Son ton était impérieux, il puait encore une fois l’arrogance. Dick serra les poings dans sa veste en cuir : tout ce qu’il voulait c’était le rouer de coups pour ce qu’il faisait. Il se croyait meilleur, il se croyait fort mais il ne faisait que nuire à l’image de Bruce. Il ne méritait pas ce masque, ce costume. Personne ne le méritait vraiment, finalement ; personne ne serait jamais à la hauteur de son propriétaire.
« Je fais ce que je veux.
- Non. Ce n’est pas ta ville, ce n’est pas ton bac à sable. C’est ma ville et je la gère. Si tu ne fais que me suivre, cela ne sert à rien : tu es contre productif, comme ShanLi ou Silence. Ils sont hors de course maintenant, l’un dans le coma et l’autre à lécher les plaies que je lui ai faites : je ne veux pas de lui dans ma ville. Je ne veux pas de toi non plus si tu continues comme ça.
- C’est celle de Bruce, pas la tienne. Tu n’es même pas digne de porter ce masque ! Tu n’es rien qu’un usurpateur qui n’est même pas le quart de ce qu’était le vrai Batman ! Comment oses-tu parler ainsi, sale vigilant de mes deux ?! Sale malade ! »
Il n’en pouvait plus de se retenir : il fallait que ça sorte. Même si c’était mal dirigé, même si ça le mettait mal à l’aise de crier comme un gamin, il en avait besoin. C’était la phase juste avant le rouage de coups et elle était tout autant importante.
« Tu ne sais rien du Batman, tu ne sais rien de moi. Ici a commencé ma vie, ici elle a été bouleversée par l’homme qui portait ce masque avant moi. Je me fiche d’être digne de lui : je continue sa mission car je la respecte. Je ne suis pas là pour te donner une possibilité de me frapper : ça n’en vaut pas la peine, tu perdrais et surtout je ne veux pas m’abaisser à de tels enfantillages. Il est temps de grandir un peu, Richard. Je suis ici pour te dire de partir ou de venir demain soir à la tombe de Wayne.
- Sa tombe ?! »
Grayson était humilié par ses paroles car il sentait qu’elles étaient vraies : il se comportait comme un gosse mais il n’y pouvait rien. La disparition de Bruce était une plaie encore béante, il ne se voyait pas la dépasser aussi facilement.

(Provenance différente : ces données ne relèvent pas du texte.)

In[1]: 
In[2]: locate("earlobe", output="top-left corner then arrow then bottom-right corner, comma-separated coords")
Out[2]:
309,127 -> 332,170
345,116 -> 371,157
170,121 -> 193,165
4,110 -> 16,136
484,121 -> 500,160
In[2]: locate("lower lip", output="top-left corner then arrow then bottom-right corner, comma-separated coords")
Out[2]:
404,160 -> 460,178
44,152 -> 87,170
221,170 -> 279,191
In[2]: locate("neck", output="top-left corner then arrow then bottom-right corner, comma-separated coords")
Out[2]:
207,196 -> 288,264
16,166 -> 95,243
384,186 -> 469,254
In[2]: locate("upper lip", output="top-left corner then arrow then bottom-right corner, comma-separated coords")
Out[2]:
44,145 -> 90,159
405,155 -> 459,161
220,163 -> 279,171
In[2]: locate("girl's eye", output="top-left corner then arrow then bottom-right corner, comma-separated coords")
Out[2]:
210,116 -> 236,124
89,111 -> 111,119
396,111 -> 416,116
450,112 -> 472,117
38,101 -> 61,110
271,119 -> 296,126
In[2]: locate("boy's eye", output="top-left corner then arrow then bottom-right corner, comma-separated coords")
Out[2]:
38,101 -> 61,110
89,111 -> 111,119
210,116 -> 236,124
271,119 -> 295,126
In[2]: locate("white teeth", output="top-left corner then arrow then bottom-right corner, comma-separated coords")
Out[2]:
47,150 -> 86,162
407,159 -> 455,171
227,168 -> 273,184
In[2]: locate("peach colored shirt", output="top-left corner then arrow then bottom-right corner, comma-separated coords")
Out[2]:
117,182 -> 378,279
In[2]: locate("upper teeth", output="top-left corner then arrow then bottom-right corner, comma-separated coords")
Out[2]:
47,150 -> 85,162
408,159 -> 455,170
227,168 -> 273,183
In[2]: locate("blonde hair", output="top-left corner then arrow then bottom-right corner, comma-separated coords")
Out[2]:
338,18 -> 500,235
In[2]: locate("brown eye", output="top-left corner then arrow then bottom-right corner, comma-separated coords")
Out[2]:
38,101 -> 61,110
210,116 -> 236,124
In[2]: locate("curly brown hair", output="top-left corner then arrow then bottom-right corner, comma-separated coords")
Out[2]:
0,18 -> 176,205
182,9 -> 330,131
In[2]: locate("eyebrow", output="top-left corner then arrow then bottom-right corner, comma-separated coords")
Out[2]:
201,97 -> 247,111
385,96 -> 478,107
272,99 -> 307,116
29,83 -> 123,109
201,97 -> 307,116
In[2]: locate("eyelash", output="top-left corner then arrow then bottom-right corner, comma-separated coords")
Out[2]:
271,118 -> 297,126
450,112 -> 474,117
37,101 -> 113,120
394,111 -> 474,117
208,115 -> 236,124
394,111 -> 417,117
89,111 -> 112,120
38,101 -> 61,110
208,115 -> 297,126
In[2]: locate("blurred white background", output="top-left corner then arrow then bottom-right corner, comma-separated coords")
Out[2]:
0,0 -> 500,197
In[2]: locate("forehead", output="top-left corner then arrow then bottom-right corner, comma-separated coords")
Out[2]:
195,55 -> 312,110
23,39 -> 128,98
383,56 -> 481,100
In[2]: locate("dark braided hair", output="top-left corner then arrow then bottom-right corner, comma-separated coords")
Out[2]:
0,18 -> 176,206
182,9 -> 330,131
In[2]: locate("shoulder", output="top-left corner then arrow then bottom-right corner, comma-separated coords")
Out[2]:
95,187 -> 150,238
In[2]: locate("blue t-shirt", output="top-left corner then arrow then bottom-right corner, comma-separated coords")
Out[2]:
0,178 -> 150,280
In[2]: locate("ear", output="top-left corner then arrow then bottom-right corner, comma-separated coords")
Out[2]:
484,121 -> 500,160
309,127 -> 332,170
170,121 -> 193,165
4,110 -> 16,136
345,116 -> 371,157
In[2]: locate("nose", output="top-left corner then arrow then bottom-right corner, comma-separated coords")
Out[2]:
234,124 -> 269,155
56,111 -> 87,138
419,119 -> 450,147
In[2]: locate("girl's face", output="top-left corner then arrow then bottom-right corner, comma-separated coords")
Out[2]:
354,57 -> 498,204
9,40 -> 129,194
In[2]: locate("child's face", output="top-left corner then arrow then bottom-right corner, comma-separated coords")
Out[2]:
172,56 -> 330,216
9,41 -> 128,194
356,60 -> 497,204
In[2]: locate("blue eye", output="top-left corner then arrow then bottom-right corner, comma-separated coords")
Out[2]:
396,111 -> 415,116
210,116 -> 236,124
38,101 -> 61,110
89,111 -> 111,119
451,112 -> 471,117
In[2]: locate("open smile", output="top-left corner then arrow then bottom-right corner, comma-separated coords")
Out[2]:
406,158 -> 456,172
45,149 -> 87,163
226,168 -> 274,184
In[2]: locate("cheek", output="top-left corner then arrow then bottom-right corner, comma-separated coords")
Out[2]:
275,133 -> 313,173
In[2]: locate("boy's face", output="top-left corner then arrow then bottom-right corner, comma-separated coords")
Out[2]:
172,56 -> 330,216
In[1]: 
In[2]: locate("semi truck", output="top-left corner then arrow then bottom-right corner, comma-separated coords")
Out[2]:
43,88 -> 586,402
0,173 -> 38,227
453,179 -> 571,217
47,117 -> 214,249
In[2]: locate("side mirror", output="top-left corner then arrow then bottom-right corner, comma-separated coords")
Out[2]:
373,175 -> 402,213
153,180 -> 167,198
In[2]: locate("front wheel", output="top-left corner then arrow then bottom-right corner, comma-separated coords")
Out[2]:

« Oui. Demain soir se jouera le destin de la ville sur la dernière demeure de son plus ardent protecteur.
- Qu’est-ce que tu racontes ?
- Demain soir, le Joker va marcher dans les rues de Chicago à la tête de ses troupes, narguant la police et nous en prouvant à tous qu’il est le maître. La procession finira sur la tombe de Bruce Wayne de laquelle il sortira le corps pour l’humilier et le salir. Demain soir, le Joker veut en finir avec le mythe Batman en détruisant l’homme qui l’a été. Es-tu avec moi ?
- Qu…quoi ? »
Il n’y comprenait rien : il n’arrivait pas à enregistrer tout le flot d’informations toutes aussi dingues les unes que les autres. C’était juste complètement fou mais il sentait que c’était vrai – que c’était horriblement vrai. Le « Batman » n’avait aucune raison de lui mentir et ça ressemblait bien au Clown de faire une telle monstruosité pour asseoir son pouvoir.
« Demain soir, le Joker veut ravager le symbole que je défends : je ne le laisserai pas faire. Demain soir, j’irais au cimetière et je tuerai le Joker car c’est la seule façon de l’arrêter. Es-tu avec moi ? Es-tu prêt à le faire avec moi ? »
En fait, Dick comprit que la question était encore pire : allait-il sacrifier les valeurs de Bruce pour défendre son symbole et protéger sa ville ? Allait-il le trahir pour le sauver ? Cette nuit était la plus importante de sa vie : plus jamais il ne serait comme avant…et il avait peur de découvrir ce qu’il allait devenir.